About 10 minutes later Johnny comes over and I'm still in my "wow" stage.. and he knew that Logan was coming over and everything he asked how it was and I just couldn't even express myself. He took that as my lying to him and he got in a pretty bad mood, anyways, we watch WWE Smackdown (because thats one of the things we do on thursday) and I ended up kissing him and getting him hard so I started to rub his dick and balls, then he completely backed off and said he had to go... so I was like "uhhh okay" even though I didn't exactly make it easy for him. So when he gets online when he gets home he says that him and I should just be friends and that it's better for the both of us. I don't see how he thinks he knows whats good for me, I like what I had with him and completely would like to keep doing it until I have a boyfriend, or he has a girlfriend. He explained that he knows that my feelings for him are fading and that I like Logan and he doesn't want me to ever be doing something with him and be thinking of Logan and that stuff, also that our fwb thing was preventing him from looking to get a gf and everything. So I agreed and that was it.

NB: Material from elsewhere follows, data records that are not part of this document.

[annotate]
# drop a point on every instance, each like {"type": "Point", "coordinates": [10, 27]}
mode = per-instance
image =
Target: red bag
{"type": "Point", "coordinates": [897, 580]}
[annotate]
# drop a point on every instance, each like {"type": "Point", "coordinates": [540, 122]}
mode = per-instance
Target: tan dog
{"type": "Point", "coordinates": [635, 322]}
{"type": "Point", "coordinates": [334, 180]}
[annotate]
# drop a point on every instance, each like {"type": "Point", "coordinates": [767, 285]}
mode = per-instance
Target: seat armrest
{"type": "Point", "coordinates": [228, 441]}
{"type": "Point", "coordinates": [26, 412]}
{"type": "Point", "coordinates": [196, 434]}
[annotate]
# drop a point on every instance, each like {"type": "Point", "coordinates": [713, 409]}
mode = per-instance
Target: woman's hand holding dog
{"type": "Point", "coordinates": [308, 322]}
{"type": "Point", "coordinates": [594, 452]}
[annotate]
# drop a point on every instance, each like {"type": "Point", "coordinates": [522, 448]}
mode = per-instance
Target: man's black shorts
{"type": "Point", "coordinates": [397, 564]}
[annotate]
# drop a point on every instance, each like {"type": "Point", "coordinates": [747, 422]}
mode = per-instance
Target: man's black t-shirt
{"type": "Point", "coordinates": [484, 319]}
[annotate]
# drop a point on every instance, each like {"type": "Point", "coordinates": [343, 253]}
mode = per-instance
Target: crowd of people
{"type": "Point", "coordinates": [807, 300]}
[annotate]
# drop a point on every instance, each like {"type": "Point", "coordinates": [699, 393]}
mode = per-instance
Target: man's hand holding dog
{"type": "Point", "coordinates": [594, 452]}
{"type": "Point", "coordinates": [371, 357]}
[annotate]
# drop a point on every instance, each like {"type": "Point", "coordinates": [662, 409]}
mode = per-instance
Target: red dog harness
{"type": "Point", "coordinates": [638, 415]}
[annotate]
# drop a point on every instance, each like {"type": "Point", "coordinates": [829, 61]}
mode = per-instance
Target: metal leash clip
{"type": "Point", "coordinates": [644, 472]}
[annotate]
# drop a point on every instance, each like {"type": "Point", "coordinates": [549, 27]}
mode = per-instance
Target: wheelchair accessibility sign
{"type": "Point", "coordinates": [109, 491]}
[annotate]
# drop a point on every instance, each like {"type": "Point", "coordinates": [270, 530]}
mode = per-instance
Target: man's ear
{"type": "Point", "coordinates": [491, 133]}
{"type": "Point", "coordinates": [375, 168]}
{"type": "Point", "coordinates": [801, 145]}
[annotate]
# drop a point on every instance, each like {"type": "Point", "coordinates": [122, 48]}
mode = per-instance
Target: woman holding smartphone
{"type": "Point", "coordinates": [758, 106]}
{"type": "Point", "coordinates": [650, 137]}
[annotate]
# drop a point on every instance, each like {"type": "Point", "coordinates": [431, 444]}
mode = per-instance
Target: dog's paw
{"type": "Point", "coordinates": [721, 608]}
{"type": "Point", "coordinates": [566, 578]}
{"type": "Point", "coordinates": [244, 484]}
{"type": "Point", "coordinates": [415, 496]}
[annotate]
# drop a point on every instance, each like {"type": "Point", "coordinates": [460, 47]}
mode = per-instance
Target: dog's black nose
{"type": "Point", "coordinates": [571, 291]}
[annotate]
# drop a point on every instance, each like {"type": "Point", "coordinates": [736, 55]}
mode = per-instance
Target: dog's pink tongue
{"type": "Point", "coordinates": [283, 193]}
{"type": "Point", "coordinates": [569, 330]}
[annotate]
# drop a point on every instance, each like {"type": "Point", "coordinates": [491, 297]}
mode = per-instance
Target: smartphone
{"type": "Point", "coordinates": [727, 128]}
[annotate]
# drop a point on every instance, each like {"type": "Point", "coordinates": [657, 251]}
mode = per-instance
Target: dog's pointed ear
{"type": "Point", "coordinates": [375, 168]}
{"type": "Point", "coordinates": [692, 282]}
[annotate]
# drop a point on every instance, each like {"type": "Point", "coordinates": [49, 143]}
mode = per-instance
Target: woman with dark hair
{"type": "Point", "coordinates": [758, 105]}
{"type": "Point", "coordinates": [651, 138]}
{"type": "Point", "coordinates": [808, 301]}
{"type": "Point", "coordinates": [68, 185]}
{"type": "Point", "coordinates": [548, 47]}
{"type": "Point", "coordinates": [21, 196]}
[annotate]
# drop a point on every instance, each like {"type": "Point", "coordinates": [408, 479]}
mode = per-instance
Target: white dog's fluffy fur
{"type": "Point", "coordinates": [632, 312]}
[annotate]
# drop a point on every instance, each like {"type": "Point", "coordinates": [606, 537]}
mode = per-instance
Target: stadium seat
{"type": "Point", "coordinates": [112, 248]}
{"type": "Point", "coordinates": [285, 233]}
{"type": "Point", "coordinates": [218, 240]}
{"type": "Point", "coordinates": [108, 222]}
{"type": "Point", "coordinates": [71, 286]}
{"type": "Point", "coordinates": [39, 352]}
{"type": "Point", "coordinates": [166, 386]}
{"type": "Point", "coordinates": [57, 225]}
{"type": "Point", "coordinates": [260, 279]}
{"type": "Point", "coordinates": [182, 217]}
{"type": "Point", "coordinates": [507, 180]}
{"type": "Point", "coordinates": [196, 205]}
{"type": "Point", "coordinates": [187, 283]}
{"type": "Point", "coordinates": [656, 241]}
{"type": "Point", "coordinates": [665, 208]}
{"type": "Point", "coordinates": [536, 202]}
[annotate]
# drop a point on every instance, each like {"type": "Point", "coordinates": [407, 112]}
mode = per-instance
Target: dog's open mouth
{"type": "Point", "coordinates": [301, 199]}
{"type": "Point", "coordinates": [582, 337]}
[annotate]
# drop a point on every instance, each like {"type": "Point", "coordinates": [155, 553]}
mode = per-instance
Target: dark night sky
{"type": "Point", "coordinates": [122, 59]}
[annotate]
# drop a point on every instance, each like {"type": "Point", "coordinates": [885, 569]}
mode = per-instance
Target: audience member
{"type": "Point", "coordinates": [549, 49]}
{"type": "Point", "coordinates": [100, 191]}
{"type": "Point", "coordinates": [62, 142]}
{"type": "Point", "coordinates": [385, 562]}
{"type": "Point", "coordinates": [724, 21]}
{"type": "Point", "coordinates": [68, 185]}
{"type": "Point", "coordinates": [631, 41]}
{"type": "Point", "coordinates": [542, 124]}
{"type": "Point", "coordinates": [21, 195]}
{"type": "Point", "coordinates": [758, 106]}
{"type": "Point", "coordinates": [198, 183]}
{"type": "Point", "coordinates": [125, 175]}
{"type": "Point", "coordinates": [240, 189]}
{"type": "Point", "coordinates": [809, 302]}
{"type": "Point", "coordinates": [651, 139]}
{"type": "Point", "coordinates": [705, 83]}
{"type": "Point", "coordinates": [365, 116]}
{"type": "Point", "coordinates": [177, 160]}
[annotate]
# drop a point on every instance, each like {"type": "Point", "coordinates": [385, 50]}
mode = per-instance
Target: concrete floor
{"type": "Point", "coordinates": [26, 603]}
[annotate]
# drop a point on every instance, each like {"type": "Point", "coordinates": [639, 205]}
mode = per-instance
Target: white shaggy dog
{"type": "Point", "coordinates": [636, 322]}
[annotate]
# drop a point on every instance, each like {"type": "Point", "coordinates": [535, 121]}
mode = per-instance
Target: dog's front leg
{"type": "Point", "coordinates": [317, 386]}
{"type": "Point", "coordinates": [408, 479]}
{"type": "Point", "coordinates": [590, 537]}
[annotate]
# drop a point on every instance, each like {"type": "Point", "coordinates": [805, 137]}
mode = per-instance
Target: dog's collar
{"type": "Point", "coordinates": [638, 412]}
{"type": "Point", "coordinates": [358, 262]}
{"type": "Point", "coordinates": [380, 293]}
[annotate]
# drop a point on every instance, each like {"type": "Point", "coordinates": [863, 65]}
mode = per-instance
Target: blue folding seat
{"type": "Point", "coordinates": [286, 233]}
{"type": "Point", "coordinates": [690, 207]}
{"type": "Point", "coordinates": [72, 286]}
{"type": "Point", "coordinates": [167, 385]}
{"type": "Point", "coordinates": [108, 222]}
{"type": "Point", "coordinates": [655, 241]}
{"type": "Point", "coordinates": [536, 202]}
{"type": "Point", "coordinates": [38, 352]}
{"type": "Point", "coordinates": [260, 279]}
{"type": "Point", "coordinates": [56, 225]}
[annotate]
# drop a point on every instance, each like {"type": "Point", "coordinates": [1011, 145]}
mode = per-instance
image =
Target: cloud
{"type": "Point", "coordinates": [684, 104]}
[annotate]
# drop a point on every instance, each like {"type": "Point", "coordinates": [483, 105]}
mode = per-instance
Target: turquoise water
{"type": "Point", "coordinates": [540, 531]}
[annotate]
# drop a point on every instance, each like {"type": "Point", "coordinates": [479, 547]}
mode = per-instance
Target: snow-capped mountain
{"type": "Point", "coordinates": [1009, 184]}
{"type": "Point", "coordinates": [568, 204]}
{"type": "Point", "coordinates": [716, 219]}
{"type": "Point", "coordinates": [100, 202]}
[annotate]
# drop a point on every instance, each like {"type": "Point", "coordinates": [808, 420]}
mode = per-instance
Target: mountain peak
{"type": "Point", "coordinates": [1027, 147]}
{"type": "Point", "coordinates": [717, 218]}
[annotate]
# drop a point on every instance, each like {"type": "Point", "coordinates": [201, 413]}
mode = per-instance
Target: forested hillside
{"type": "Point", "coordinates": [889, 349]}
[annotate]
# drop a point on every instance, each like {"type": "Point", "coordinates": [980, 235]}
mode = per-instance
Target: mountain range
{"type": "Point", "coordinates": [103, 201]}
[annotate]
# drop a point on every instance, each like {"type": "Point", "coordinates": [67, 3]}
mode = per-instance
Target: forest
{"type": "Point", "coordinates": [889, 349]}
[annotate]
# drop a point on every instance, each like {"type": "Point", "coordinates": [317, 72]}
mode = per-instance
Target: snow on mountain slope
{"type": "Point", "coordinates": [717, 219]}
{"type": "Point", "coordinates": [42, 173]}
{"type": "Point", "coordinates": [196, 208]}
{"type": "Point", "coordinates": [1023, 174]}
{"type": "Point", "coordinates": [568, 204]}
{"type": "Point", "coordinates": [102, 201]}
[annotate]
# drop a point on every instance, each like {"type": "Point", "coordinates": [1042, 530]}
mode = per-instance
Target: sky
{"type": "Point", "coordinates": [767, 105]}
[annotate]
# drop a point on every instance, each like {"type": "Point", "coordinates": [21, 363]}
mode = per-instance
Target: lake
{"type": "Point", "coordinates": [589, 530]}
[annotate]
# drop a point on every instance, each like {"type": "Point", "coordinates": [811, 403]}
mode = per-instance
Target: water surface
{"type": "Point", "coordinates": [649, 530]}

Now the part i'm confused about... i'm not sure if i'm ok with it or not. I have that evil fluttering empty feeling and all. But i know he's right and really hope I can be friend with him. and now also I want to be more than friends with Logan, at least i'm pretty sure I do, after a few more days with him i'm sure i'll know. Anyways, he doesn't want that or need that right now... and i'm just really afraid to like him more and that i'll get hurt. I know him and I are right for eachother right now though, he's what i'm looking for and i'm what he's looking for (or at least told me he is) I find him attractive and he finds me attractive. *sigh* I just don't get why he doesn't want to get involved with me.
Now, Questions comments please comment... I need help.. Am i just really screwed up or what? HELP!!